Fiorentina – Inter, les compositions : Inzaghi sans Calhanoglu et Barella suspendus

Pour compliquer la mission d'Inzaghi, en plus des inévitables sfatigue post-Supercoupe (La Fiorentina, éliminée en demi-finale, a eu une semaine complète pour se préparer, alors que l'Inter a commencé à le faire mercredi), il y a les disqualifications de Calhanoglu et Barella. L'entraîneur Nerazzurri sera obligé de réinventer le canon 3-5-2, se concentrant sur Sommer dans le but, Pavard, De Vrij et Bastoni en défense, Darmian, Frattesi, Asllani, Mkhitaryan et Carlos Augusto (favori contre Dimarco) au milieu de terrain, Thuram et Lautaro en attaque. L'Italien, contraint d'abandonner Biraghi suspendu, répondra par un 4 2 3-1 avec Terracciano entre les poteaux, Kayode, Milenkovic, Martinez Quarta et Parisi dans le département défensif, Arthur et Duncan au milieu de terrain, Nico Gonzalez, Bonaventura et Sottil derrière le seul attaquant Beltran.

Latium – Naples (18h, Dazn)

L'autre grand match de la journée est celui de l'Olimpico, où la Lazio de Sarri recevra le Napoli de Mazzarri. Les deux équipes renoueront avec le championnat par la suite la tranche de Super Coupemais vécu d'une manière très différente. Bien que tous deux soient rentrés en Italie sans trophée, en fait, leurs défaites respectives ne peuvent être comparées : les Biancocelesti ont fait une terrible impression contre l'Inter et ils ont déjà quitté la scène en demi-finale, les Azzurri, en revanche, ont joué bec et ongles, finissant éliminé seulement dans le temps additionnel en finale. Cependant, la donne change si l'on élargit l'horizon du championnat, où la Lazio vient de revenir de quatre victoires consécutives qui l'ont relancée au classement, par rapport à un Naples qui n'en a remporté qu'une sur les cinq dernières, d'ailleurs in extremis contre Salernitana. . Cela reste encore un choc direct très délicat dans une clé de Ligue des Champions, encore plus après la victoire de l'Atalanta hier, qui place encore la barre plus haut pour la quatrième place. Sarri et (surtout) Mazzarri ne peuvent pas commettre d'erreurs, sinon ils se retrouveront dans une situation de classement encore plus compliquée que la situation actuelle, dont il deviendrait alors difficile de sortir. La nature des deux équipes suggère un match ouvert et divertissant, l'enjeu suggère 90' ​​de tactique et d'esprit de compétition : seul le terrain nous dira comment les choses vont réellement se passer.
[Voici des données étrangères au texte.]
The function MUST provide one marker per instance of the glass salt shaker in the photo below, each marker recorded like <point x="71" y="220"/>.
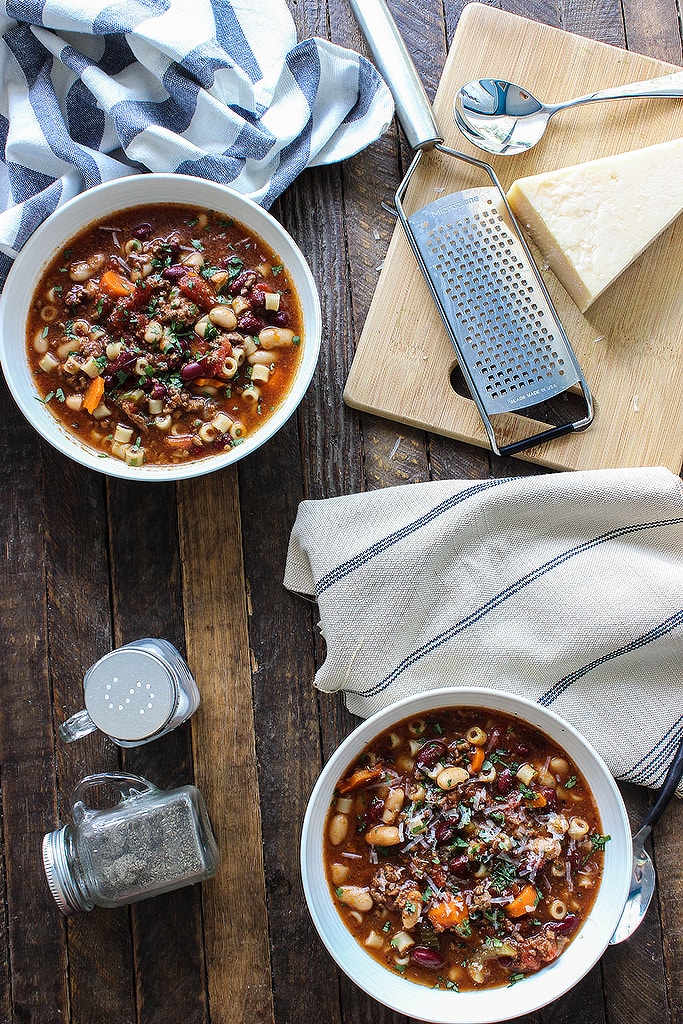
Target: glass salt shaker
<point x="151" y="842"/>
<point x="134" y="694"/>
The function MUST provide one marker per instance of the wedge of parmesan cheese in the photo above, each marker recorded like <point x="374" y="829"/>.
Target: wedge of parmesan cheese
<point x="592" y="220"/>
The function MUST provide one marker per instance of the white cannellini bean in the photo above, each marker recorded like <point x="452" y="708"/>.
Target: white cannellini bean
<point x="383" y="836"/>
<point x="40" y="342"/>
<point x="355" y="897"/>
<point x="48" y="363"/>
<point x="84" y="269"/>
<point x="195" y="260"/>
<point x="275" y="337"/>
<point x="123" y="434"/>
<point x="263" y="357"/>
<point x="452" y="776"/>
<point x="223" y="316"/>
<point x="392" y="805"/>
<point x="339" y="873"/>
<point x="338" y="828"/>
<point x="222" y="422"/>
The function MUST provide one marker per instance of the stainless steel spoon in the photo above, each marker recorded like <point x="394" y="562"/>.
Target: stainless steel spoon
<point x="643" y="878"/>
<point x="502" y="118"/>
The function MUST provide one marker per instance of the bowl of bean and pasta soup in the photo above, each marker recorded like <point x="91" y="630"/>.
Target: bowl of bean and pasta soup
<point x="159" y="327"/>
<point x="466" y="856"/>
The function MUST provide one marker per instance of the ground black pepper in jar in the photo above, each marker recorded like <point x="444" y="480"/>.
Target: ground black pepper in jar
<point x="151" y="842"/>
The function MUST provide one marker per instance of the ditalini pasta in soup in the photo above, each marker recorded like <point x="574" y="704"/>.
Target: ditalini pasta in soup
<point x="463" y="849"/>
<point x="164" y="334"/>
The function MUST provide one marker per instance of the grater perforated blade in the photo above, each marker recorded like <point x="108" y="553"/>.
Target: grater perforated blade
<point x="511" y="346"/>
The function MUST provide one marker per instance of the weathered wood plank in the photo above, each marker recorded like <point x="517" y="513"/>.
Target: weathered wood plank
<point x="80" y="632"/>
<point x="146" y="596"/>
<point x="288" y="730"/>
<point x="36" y="950"/>
<point x="223" y="744"/>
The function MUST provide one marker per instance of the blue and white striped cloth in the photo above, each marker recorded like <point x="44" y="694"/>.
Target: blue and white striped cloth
<point x="217" y="88"/>
<point x="564" y="588"/>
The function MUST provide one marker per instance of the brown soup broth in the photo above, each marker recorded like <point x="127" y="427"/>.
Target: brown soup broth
<point x="164" y="334"/>
<point x="463" y="849"/>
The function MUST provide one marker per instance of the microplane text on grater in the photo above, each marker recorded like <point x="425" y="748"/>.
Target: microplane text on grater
<point x="503" y="325"/>
<point x="509" y="342"/>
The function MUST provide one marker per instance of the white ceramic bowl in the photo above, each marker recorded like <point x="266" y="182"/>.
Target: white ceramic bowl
<point x="486" y="1006"/>
<point x="74" y="216"/>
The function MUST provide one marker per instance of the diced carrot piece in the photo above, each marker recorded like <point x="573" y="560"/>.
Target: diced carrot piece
<point x="94" y="394"/>
<point x="476" y="761"/>
<point x="359" y="777"/>
<point x="116" y="285"/>
<point x="524" y="902"/>
<point x="449" y="913"/>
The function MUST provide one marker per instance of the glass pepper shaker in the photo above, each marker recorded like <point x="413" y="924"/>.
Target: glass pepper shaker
<point x="151" y="842"/>
<point x="134" y="694"/>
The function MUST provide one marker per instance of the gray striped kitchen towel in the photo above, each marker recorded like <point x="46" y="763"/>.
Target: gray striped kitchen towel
<point x="215" y="88"/>
<point x="564" y="588"/>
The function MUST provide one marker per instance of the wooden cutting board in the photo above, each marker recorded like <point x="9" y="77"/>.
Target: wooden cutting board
<point x="629" y="343"/>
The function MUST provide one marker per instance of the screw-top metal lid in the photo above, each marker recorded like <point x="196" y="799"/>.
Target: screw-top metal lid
<point x="58" y="873"/>
<point x="130" y="694"/>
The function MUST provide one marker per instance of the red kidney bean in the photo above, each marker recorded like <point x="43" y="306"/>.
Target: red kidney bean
<point x="251" y="324"/>
<point x="427" y="957"/>
<point x="174" y="272"/>
<point x="430" y="753"/>
<point x="444" y="832"/>
<point x="459" y="866"/>
<point x="565" y="927"/>
<point x="243" y="283"/>
<point x="191" y="371"/>
<point x="504" y="781"/>
<point x="197" y="290"/>
<point x="258" y="295"/>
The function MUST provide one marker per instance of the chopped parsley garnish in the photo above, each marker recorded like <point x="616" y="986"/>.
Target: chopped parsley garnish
<point x="599" y="842"/>
<point x="502" y="876"/>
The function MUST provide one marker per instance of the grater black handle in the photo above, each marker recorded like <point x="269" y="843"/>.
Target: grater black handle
<point x="394" y="64"/>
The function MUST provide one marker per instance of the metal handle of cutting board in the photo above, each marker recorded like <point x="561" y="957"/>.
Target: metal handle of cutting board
<point x="395" y="66"/>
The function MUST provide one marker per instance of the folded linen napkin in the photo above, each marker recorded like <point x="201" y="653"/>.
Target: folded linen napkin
<point x="564" y="588"/>
<point x="216" y="88"/>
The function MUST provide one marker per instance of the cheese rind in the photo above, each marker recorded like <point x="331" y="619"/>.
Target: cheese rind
<point x="592" y="220"/>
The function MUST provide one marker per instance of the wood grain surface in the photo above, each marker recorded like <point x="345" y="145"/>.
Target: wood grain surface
<point x="91" y="563"/>
<point x="629" y="343"/>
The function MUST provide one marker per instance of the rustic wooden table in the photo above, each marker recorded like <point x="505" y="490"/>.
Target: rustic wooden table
<point x="91" y="563"/>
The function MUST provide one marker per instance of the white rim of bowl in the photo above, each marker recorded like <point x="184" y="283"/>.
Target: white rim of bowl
<point x="485" y="1006"/>
<point x="131" y="192"/>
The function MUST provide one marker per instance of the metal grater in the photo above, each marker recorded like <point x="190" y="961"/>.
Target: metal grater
<point x="510" y="344"/>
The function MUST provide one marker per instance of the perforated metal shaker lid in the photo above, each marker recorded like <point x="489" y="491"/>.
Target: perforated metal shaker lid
<point x="130" y="694"/>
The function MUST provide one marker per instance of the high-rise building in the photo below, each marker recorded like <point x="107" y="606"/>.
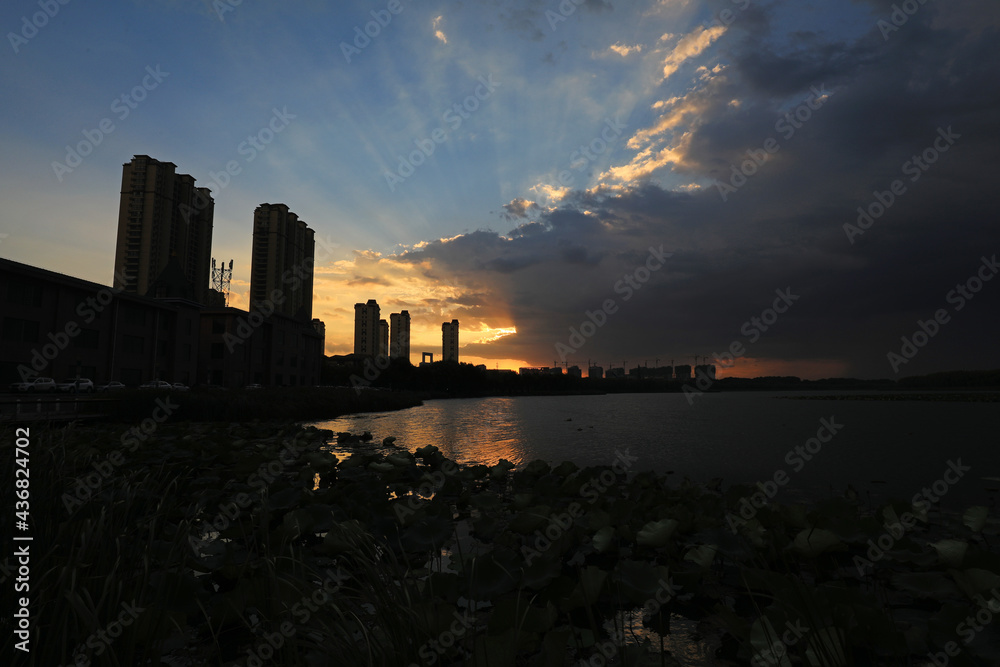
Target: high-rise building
<point x="281" y="262"/>
<point x="383" y="338"/>
<point x="399" y="335"/>
<point x="449" y="341"/>
<point x="162" y="215"/>
<point x="366" y="328"/>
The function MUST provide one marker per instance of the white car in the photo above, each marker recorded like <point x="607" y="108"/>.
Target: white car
<point x="114" y="385"/>
<point x="156" y="384"/>
<point x="76" y="385"/>
<point x="36" y="385"/>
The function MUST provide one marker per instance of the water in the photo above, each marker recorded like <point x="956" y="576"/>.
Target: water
<point x="883" y="448"/>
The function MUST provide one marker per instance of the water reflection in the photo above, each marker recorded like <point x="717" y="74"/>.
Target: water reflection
<point x="886" y="448"/>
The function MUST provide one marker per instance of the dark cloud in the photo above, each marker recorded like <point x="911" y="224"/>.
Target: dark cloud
<point x="519" y="208"/>
<point x="891" y="100"/>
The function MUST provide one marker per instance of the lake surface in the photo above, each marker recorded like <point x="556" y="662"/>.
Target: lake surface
<point x="883" y="448"/>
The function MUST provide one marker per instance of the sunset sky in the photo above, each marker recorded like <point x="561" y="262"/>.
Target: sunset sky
<point x="516" y="164"/>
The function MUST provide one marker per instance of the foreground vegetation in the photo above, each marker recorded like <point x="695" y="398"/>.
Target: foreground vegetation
<point x="251" y="544"/>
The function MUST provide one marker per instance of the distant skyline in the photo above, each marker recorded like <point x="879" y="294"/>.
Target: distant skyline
<point x="798" y="184"/>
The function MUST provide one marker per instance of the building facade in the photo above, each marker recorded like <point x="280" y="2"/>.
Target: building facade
<point x="449" y="341"/>
<point x="383" y="338"/>
<point x="62" y="327"/>
<point x="399" y="335"/>
<point x="281" y="268"/>
<point x="162" y="215"/>
<point x="366" y="328"/>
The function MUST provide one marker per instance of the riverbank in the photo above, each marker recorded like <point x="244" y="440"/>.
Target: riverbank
<point x="247" y="543"/>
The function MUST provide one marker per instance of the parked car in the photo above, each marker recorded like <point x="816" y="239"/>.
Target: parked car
<point x="114" y="385"/>
<point x="35" y="385"/>
<point x="156" y="384"/>
<point x="76" y="385"/>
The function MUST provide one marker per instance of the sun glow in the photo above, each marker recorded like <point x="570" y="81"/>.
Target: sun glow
<point x="491" y="335"/>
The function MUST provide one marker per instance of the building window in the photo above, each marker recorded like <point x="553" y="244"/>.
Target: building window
<point x="133" y="315"/>
<point x="133" y="344"/>
<point x="88" y="339"/>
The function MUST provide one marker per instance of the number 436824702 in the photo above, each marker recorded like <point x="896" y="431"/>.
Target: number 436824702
<point x="21" y="472"/>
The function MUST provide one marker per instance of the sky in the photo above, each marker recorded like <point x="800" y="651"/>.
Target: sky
<point x="790" y="188"/>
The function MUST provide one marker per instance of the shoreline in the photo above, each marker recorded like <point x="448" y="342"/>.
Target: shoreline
<point x="605" y="540"/>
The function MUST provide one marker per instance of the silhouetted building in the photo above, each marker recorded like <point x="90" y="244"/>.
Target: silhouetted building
<point x="383" y="338"/>
<point x="449" y="341"/>
<point x="58" y="326"/>
<point x="399" y="335"/>
<point x="708" y="370"/>
<point x="239" y="348"/>
<point x="366" y="318"/>
<point x="162" y="214"/>
<point x="320" y="328"/>
<point x="281" y="268"/>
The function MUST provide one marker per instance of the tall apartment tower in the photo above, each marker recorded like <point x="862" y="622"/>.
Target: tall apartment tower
<point x="366" y="328"/>
<point x="282" y="259"/>
<point x="383" y="338"/>
<point x="162" y="215"/>
<point x="399" y="335"/>
<point x="449" y="341"/>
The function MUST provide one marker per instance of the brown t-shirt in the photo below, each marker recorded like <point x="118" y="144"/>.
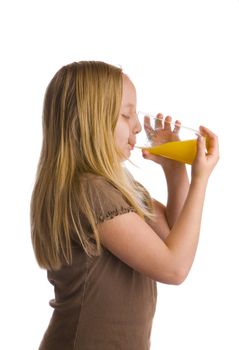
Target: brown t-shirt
<point x="100" y="303"/>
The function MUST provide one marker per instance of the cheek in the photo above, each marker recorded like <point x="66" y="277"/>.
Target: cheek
<point x="121" y="133"/>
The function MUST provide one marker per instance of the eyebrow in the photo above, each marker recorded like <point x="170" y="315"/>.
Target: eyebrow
<point x="129" y="105"/>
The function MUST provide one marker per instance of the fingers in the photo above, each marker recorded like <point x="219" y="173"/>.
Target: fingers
<point x="211" y="141"/>
<point x="158" y="121"/>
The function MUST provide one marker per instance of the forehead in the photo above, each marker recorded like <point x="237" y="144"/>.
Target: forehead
<point x="129" y="93"/>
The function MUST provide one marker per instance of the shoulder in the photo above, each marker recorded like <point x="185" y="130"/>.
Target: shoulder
<point x="105" y="199"/>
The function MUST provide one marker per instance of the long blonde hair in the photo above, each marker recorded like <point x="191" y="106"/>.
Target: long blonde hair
<point x="80" y="112"/>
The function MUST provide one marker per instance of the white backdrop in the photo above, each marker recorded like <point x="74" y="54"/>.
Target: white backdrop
<point x="183" y="58"/>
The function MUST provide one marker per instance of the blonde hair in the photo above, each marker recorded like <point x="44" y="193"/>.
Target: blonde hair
<point x="81" y="107"/>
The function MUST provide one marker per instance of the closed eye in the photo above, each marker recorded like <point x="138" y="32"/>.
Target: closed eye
<point x="126" y="116"/>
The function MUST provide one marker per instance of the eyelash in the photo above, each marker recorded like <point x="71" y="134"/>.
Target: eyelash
<point x="126" y="116"/>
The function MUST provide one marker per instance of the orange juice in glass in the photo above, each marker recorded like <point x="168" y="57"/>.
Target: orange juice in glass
<point x="167" y="139"/>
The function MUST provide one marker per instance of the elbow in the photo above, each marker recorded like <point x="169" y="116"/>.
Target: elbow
<point x="179" y="278"/>
<point x="176" y="277"/>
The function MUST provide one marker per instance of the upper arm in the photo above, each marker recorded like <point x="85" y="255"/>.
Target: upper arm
<point x="134" y="242"/>
<point x="160" y="223"/>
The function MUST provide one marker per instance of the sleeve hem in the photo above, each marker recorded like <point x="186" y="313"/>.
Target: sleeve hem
<point x="111" y="214"/>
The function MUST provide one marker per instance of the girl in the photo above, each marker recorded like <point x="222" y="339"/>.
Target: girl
<point x="103" y="240"/>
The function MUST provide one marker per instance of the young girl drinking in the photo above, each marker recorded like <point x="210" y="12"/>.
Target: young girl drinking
<point x="102" y="239"/>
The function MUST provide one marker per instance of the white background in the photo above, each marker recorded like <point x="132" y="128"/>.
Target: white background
<point x="183" y="58"/>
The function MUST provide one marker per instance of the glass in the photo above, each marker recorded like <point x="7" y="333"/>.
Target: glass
<point x="167" y="139"/>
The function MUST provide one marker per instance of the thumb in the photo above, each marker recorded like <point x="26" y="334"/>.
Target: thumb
<point x="147" y="155"/>
<point x="201" y="147"/>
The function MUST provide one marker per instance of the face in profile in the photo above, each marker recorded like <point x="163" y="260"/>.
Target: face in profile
<point x="128" y="124"/>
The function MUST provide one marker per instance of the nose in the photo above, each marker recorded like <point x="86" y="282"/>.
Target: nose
<point x="138" y="126"/>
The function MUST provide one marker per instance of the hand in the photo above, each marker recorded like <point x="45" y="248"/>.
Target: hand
<point x="204" y="162"/>
<point x="162" y="134"/>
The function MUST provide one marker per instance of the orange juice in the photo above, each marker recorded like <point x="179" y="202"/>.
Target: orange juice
<point x="182" y="151"/>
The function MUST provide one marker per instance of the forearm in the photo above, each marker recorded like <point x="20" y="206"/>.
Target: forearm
<point x="183" y="238"/>
<point x="178" y="185"/>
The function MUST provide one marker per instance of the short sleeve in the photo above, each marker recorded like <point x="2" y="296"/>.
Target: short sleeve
<point x="106" y="200"/>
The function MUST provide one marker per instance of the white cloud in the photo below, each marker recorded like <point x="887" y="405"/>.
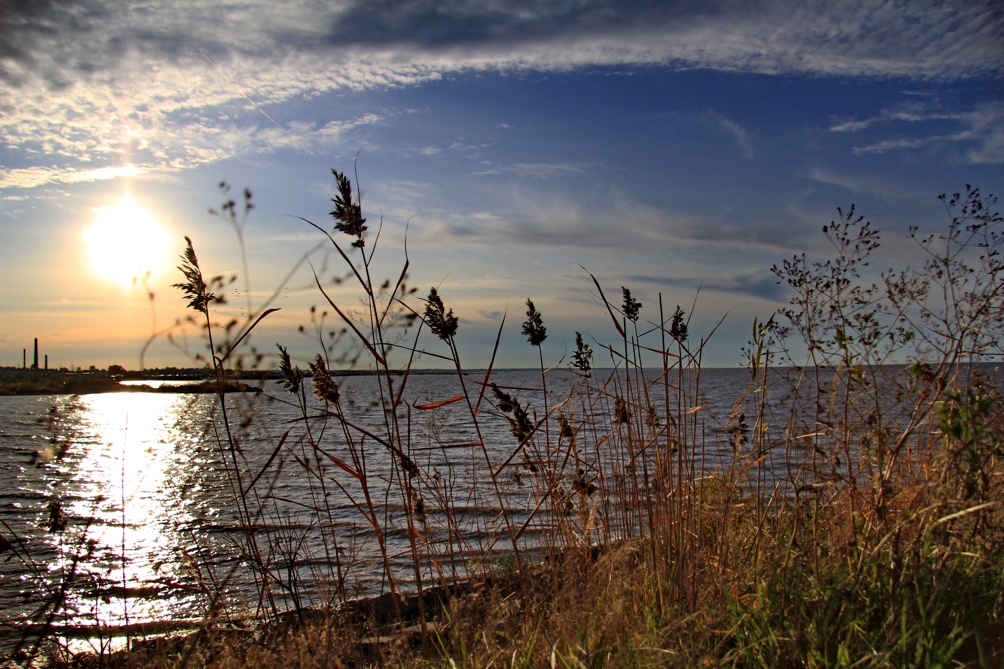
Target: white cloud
<point x="172" y="84"/>
<point x="981" y="130"/>
<point x="535" y="170"/>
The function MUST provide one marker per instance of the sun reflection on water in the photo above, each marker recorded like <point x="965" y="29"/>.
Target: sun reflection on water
<point x="128" y="486"/>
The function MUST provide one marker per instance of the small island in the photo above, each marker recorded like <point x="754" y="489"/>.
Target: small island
<point x="14" y="381"/>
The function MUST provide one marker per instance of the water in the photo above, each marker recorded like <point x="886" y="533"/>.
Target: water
<point x="130" y="497"/>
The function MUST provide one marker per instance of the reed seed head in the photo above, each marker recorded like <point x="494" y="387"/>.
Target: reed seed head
<point x="632" y="307"/>
<point x="533" y="326"/>
<point x="443" y="323"/>
<point x="347" y="215"/>
<point x="678" y="326"/>
<point x="291" y="376"/>
<point x="195" y="287"/>
<point x="581" y="358"/>
<point x="324" y="387"/>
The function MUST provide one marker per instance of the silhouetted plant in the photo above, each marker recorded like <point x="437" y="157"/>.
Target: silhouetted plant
<point x="631" y="306"/>
<point x="581" y="358"/>
<point x="442" y="322"/>
<point x="533" y="326"/>
<point x="347" y="214"/>
<point x="324" y="388"/>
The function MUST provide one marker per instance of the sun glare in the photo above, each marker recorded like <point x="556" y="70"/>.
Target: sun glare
<point x="126" y="242"/>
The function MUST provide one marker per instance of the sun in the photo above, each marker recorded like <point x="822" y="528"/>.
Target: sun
<point x="126" y="242"/>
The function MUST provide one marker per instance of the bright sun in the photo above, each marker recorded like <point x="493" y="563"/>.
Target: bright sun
<point x="126" y="242"/>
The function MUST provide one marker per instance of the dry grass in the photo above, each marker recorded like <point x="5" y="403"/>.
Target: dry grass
<point x="861" y="527"/>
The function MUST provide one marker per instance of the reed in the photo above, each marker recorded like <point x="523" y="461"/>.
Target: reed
<point x="847" y="511"/>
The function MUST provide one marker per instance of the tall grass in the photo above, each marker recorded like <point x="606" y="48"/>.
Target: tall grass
<point x="847" y="511"/>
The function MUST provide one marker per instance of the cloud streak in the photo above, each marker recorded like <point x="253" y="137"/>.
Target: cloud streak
<point x="169" y="85"/>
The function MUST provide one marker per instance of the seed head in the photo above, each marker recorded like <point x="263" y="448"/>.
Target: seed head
<point x="533" y="326"/>
<point x="291" y="376"/>
<point x="678" y="326"/>
<point x="347" y="215"/>
<point x="632" y="306"/>
<point x="581" y="359"/>
<point x="442" y="322"/>
<point x="194" y="287"/>
<point x="324" y="387"/>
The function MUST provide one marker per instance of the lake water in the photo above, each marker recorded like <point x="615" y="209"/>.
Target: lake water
<point x="126" y="497"/>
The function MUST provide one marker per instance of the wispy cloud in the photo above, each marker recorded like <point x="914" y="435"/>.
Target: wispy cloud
<point x="170" y="84"/>
<point x="719" y="123"/>
<point x="980" y="131"/>
<point x="535" y="170"/>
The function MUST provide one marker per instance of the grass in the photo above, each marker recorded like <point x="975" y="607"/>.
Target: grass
<point x="860" y="526"/>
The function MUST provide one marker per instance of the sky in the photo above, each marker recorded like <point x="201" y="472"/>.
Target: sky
<point x="505" y="151"/>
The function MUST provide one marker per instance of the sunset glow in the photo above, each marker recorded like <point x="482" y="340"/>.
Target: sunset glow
<point x="677" y="149"/>
<point x="126" y="242"/>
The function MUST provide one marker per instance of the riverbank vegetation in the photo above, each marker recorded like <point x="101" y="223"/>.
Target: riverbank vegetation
<point x="848" y="511"/>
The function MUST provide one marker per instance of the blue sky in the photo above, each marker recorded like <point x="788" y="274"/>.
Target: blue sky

Lazio – Naples, les compositions : Sarri sans Immobile et Zaccagni, Mazzarri en urgence totale

Sarri et Mazzarri n'auraient certainement pas pensé à jouer Lazio-Napoli avec toutes ces absences, mais blessures, suspensions et Coupe d'Afrique des nations ils avaient décidément la main lourde. L'entraîneur Biancoceleste devra se passer Immobile et Zaccagni et Patric blessé ont été disqualifiés: des grands noms, qui vont transformer l'habituel 4-3-3 dans un match un peu plus bâclé avec Provedel dans les buts, Lazzari, Romagnoli, Gila et Marusic en défense, Guendouzi, Rovella et Luis Alberto au milieu de terrain, Isaksen, Castellanos et Felipe Anderson en attaque. Les problèmes de Sarri ne sont rien comparés à ceux de Mazzarri, contraint d'abandonner Kvaratskhelia, Simeone et Cajuste disqualifiés, aux blessés Meret, Olivera, Natan et Traoré et aux Africains Osimhen et Anguissa (ce dernier sera disponible pour le prochain match, étant donné qu'il a été éliminé hier par le Nigeria de Victor). Scénario très compliqué, qui l'amènera à choisir un 3 5 1-1 avec Gollini entre les poteaux, Ostigard, Rrahmani et Juan Jesus dans le département défensif, Di Lorenzo, Demme, Lobotka, Zielinski et Mazzocchi au milieu de terrain, Politano derrière le seul attaquant Raspadori.